Jimmy Carr

No. 24, 91, 21
- Positions: Halfback, defensive back, linebacker

Personal information
- Born: March 25, 1933 Kayford, West Virginia, U.S.
- Died: August 13, 2012 (aged 79) Fishers, Indiana, U.S.
- Listed height: 6 ft 1 in (1.85 m)
- Listed weight: 206 lb (93 kg)

Career information
- High school: East Bank (WV)
- College: Charleston (WV) (1951–1954)
- NFL draft: 1955: undrafted

Career history

Playing
- Chicago Cardinals (1955–1957); Montreal Allouettes (1958); Philadelphia Eagles (1959–1963); Washington Redskins (1964–1965);

Coaching
- Minnesota Vikings (1966–1968) Defensive backs; Chicago Bears (1969) Defensive coordinator; Philadelphia Eagles (1970–1972) Defensive Coordinator; Chicago Bears (1973–1974) Defensive coordinator; Detroit Lions (1975–1976) Defensive coordinator; Buffalo Bills (1977) Linebackers; San Francisco 49ers (1978) Defensive backs; Minnesota Vikings (1979–1981) Defensive backs; Denver Gold (1983-1984) Assistant head coach; New England Patriots (1985–1989) Defensive backs; Atlanta Falcons (1990–1993) Defensive backs; Amsterdam Admirals (1995) Defensive coordinator; Ottawa Rough Riders (1996) Defensive backs; London Monarchs (1996) Assistant head coach; Scottish Claymores (1997) Defensive coordinator;

Awards and highlights
- NFL champion (1960);

Career NFL statistics
- Rushing yards: 115
- Rushing average: 3.8
- Receptions: 9
- Receiving yards: 157
- Interceptions: 15
- Fumble recoveries: 11
- Total touchdowns: 1
- Stats at Pro Football Reference

= Jimmy Carr (gridiron football) =

American football player and coach (1933–2012)

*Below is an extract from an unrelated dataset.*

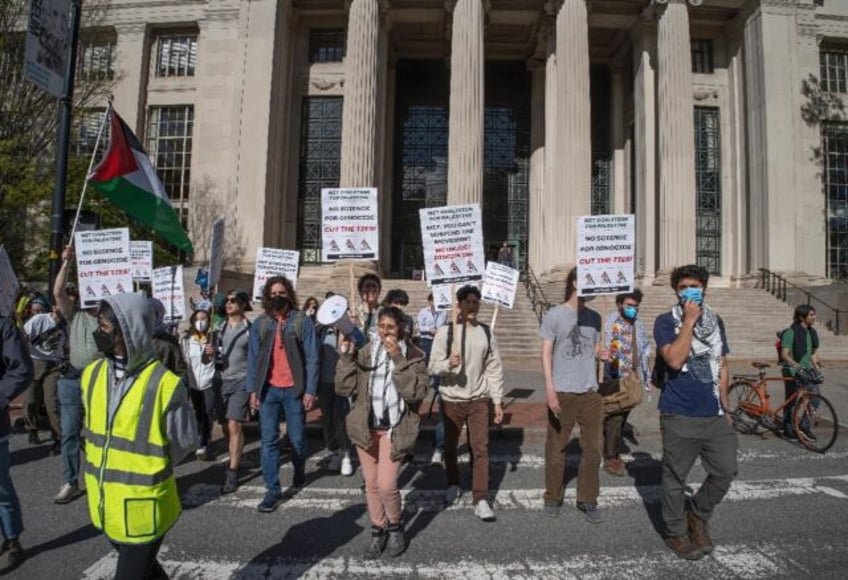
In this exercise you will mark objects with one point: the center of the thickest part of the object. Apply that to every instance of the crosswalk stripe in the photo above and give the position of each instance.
(741, 560)
(430, 500)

James Henry Carr (March 25, 1933 – August 13, 2012) was an American professional football player who played nine seasons for the Chicago Cardinals, the Philadelphia Eagles and the Washington Redskins of the National Football League (NFL). Carr also played one season in the Canadian Football League (CFL) with the Montreal Alouettes in 1958. He was the starting left corner with the Philadelphia Eagles in 1960 when they won the World Championship beating the Green Bay Packers. He played college football at Morris Harvey (now the University of Charleston) in Charleston, West Virginia. While there he played in three bowl games and was one of three NAIA Hall of Fame inductees in 1962. He also played high school football and baseball at East Bank High School in East Bank, West Virginia.

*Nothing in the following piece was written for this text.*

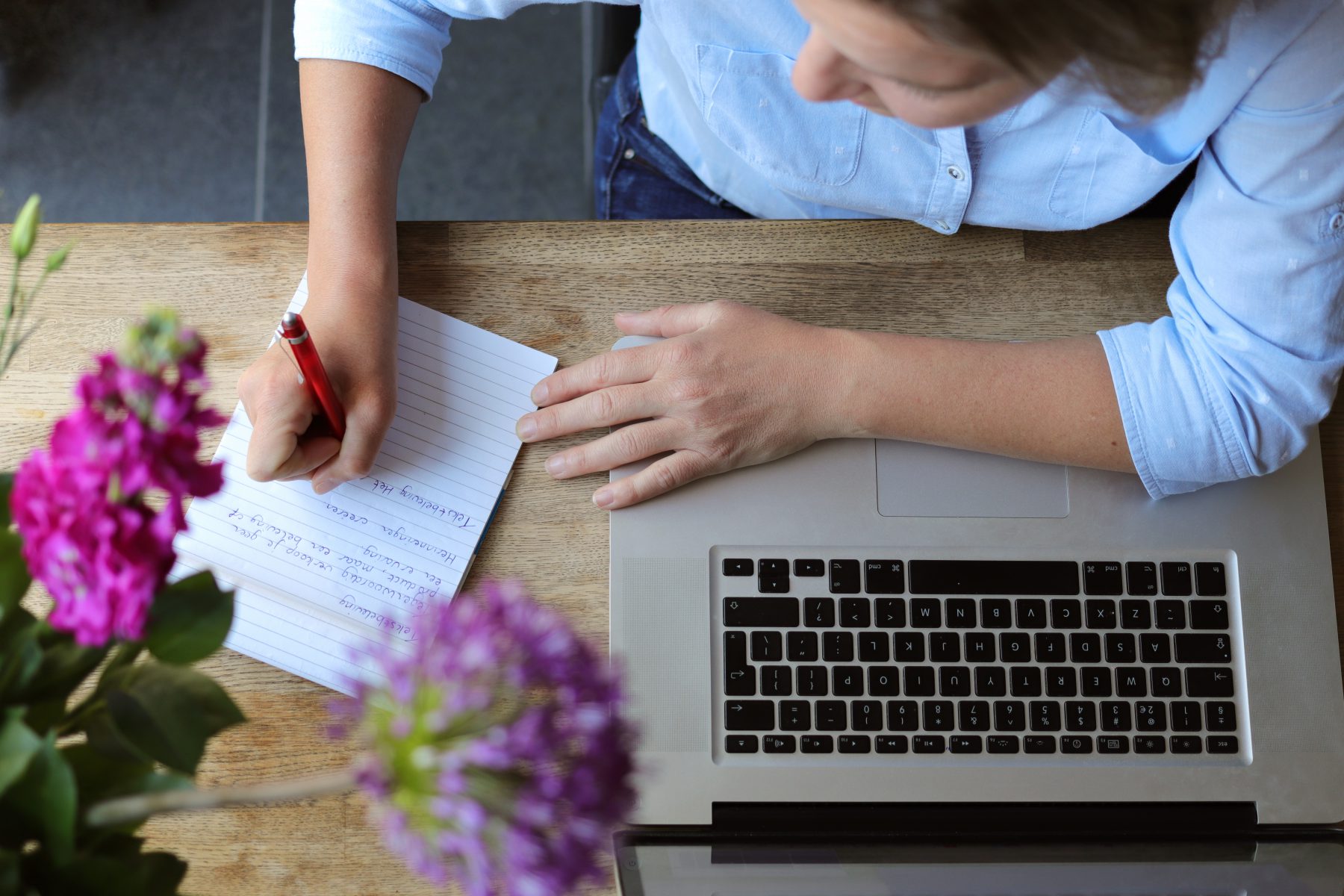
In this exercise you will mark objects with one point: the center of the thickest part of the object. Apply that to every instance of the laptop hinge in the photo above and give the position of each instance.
(979, 820)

Carr had been traded along with Sonny Jurgensen from the Eagles to the Redskins for Norm Snead and Claude Crabb on 31 March 1964. The transaction was part of a youth movement by recently appointed Eagles head coach and general manager Joe Kuharich, as both Snead and Crabb were age 24 at the time while Jurgensen and Carr were 29 and 31 respectively. The situation was the opposite for Washington which sacrificed youth for experience.

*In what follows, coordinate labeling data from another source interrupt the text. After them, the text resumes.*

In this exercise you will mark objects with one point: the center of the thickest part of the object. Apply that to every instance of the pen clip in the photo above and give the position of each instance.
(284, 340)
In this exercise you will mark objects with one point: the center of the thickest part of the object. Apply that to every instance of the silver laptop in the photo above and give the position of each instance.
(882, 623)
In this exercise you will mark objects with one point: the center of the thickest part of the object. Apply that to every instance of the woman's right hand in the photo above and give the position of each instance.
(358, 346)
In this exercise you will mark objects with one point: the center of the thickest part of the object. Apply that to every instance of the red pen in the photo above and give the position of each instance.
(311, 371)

After retiring as a player, he served 24 seasons as an NFL assistant coach for the Minnesota Vikings, the Chicago Bears, the Philadelphia Eagles, the Detroit Lions, the Buffalo Bills, the San Francisco 49ers, the New England Patriots, and the Atlanta Falcons. He also coached two years in the United States Football League and three years in NFL Europe. In 1985, he coached in the Super Bowl on the defensive staff of the New England Patriots. Carr was known as a defensive innovator implementing nickel packages, seven defensive backs, eleven man fronts, zone blitz schemes and special zones well before they came into common practice. Coaches who learned under his tutelage include Fritz Shurmur, Jerry Glanville, Floyd Reese, and Bill Belichick.

Jimmy Carr died on August 13, 2012, at the age of 79. He became a born-again Christian at age 62. His wife Lila was vital to his faith and his career.